Re: pervasiveness of surrogate (also called synthetic) keys

From: Jeff Davis <pgsql(at)j-davis(dot)com>
To: Greg Smith <greg(at)2ndQuadrant(dot)com>
Cc: pgsql-general(at)postgresql(dot)org
Subject: Re: pervasiveness of surrogate (also called synthetic) keys
Date: 2011-05-03 00:25:10
Message-ID: 1304382310.2038.115.camel@jdavis-ux.asterdata.local
Views: Raw Message | Whole Thread | Download mbox | Resend email
Thread:
Lists: pgsql-general

On Mon, 2011-05-02 at 11:10 -0400, Greg Smith wrote:
> The position Merlin
> has advocated here, that there should always be a natural key available
> if you know the data well enough, may be true. But few people are good
> enough designers to be sure they've made the decision correctly, and the
> downsides of being wrong can be a long, painful conversion process.
> Easier for most people to just eliminate the possibility of making a
> mistake by using auto-generated surrogate keys, where the primary
> problem you'll run into is merely using more space/resources than you
> might otherwise need to have. It minimizes the worst-case--mistake make
> in the model, expensive re-design--by adding overhead that makes the
> average case more expensive.

Once you really try to define "natural" and "surrogate" keys, I think a
lot of the arguments disappear. I wrote about this a few years back:

http://thoughts.j-davis.com/2007/12/11/terminology-confusion/

In particular, I think you are falsely assuming that a natural key must
be generated from an outside source (or some source outside of your
control), and is therefore not reliably unique.

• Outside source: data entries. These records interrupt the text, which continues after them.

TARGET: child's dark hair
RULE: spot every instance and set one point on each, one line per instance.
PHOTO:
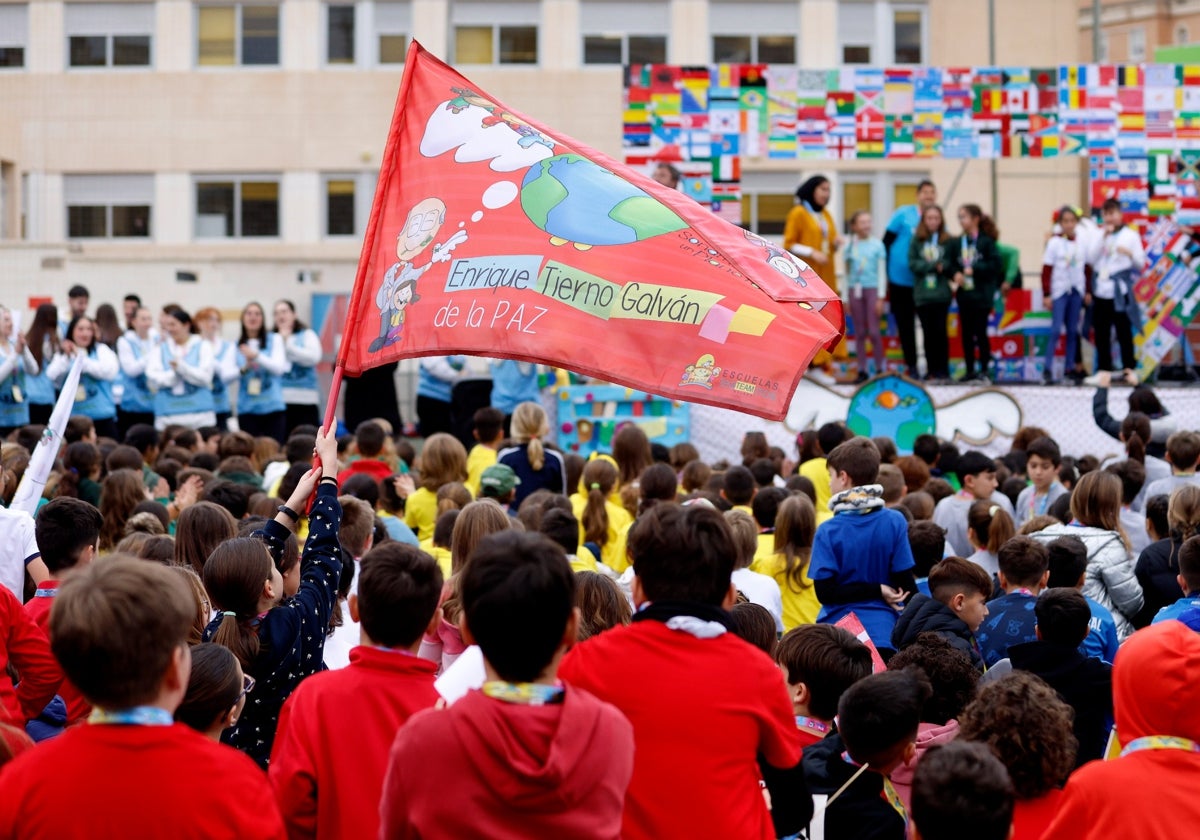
(1045, 449)
(755, 624)
(927, 539)
(683, 555)
(766, 505)
(954, 575)
(1189, 563)
(563, 528)
(65, 527)
(1068, 562)
(1063, 616)
(601, 604)
(738, 485)
(487, 424)
(763, 471)
(827, 659)
(117, 627)
(234, 576)
(213, 687)
(400, 587)
(517, 598)
(961, 790)
(858, 459)
(1157, 511)
(879, 717)
(949, 671)
(1029, 727)
(1133, 477)
(1024, 561)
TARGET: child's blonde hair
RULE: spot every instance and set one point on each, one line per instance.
(796, 526)
(529, 425)
(443, 460)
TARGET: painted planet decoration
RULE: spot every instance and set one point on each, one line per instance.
(892, 407)
(576, 201)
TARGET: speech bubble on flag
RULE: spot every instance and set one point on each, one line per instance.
(462, 129)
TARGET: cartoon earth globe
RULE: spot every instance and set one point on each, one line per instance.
(892, 407)
(575, 201)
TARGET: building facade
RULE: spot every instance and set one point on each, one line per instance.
(215, 153)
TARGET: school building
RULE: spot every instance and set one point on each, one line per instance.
(215, 153)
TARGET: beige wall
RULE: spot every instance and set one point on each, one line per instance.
(303, 119)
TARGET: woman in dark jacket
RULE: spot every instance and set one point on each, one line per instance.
(1158, 565)
(976, 268)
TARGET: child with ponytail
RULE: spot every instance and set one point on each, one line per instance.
(989, 527)
(277, 642)
(535, 466)
(603, 525)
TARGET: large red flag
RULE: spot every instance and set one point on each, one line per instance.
(493, 235)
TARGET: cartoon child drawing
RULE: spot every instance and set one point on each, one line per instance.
(399, 288)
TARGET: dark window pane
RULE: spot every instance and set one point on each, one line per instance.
(214, 209)
(731, 48)
(393, 48)
(341, 35)
(131, 51)
(519, 45)
(907, 37)
(777, 49)
(259, 35)
(851, 54)
(89, 51)
(131, 221)
(340, 208)
(85, 221)
(601, 49)
(647, 49)
(259, 209)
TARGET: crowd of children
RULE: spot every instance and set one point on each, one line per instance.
(859, 645)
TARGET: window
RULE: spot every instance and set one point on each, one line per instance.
(856, 31)
(347, 203)
(393, 22)
(13, 35)
(108, 207)
(340, 34)
(909, 36)
(229, 207)
(624, 31)
(1138, 43)
(109, 34)
(238, 35)
(496, 33)
(755, 31)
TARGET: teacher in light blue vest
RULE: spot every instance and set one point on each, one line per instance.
(181, 372)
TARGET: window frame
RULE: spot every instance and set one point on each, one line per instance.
(111, 187)
(364, 196)
(239, 36)
(19, 10)
(238, 180)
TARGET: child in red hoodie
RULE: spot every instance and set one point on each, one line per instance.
(1149, 791)
(327, 787)
(67, 533)
(525, 756)
(705, 705)
(120, 631)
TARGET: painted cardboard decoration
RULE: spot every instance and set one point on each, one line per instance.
(495, 235)
(899, 408)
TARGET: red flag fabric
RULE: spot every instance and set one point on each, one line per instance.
(493, 235)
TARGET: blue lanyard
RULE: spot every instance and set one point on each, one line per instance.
(139, 715)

You can generate your own keys, and if you hand them out to customers
and include them on paperwork, they are now a part of the reality that
your database models -- and therefore become natural keys. Invoice
numbers, driver's license numbers, etc., are all natural keys, because
they are known about, and used, in reality. Usernames are, too, the only
difference is that you let the user choose it.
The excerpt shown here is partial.